Diagnostic Evaluation
The primary care team ordered a renal ultrasound and referred the patient to the nephrology clinic. The nephrologist ordered the following laboratory studies: urine microalbumin to Cr ratio, basic metabolic panel (BMP), comprehensive metabolic panel (CMP), urinalysis, urine protein, urine Cr, parathyroid hormone level, hemoglobin A1c, complement component 3/4 panels, antinuclear and antineutrophil cytoplasmic antibodies titers, glomerular basement membrane antibody titer, urine light chains, serum protein electrophoresis, κ/λ ratio, viral hepatitis panel, and rapid plasma reagin testing. Much of this laboratory evaluation served to rule out any secondary causes of kidney disease, including autoimmune disease, monoclonal or polyclonal gammopathies, diabetic nephropathy or glomerulosclerosis, and nephrotic or nephritic syndromes.
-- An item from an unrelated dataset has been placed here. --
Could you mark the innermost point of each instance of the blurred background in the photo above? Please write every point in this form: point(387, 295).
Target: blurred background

All laboratory studies returned within normal limits; no proteinuria was discovered on urinalysis, and no abnormalities were visualized on renal ultrasound. Bictegravir/emtricitabine/tenofovir alafenamide nephrotoxicity was highest among the differential diagnoses due to the timing of Cr elevation coinciding with the initiation of the medications. The patient's CysC level was 0.85 mg/dL with a calculated eGFRCys of 125 mL/min/1.73 m2. The calculated sCR and serum cystatin C (eGFRCr-Cys) using the new 2021 equation and when adjusting for body surface area placed his eGFR at 92 mL/min/1.73 m2.20
The patient’s eGFRCys reassured the care team that the patient’s renal function was not acutely or chronically impacted by bictegravir/emtricitabine/tenofovir alafenamide, resulting in avoidance of unnecessary dosage adjustment or discontinuation of the HIV treatment. The patient reported a chronic habit of protein and creatine supplementation and bodybuilding, which likely further compounded the discrepancy between eGFRCr and eGFRCys and explained his previous elevation in Cr in 2018.
Follow-up
The patient underwent serial monitoring that revealed a stable Cr and unremarkable eGFR, ruling out CKD. There has been no evidence of worsening kidney disease to date, and the patient remained on his initial HIV regimen.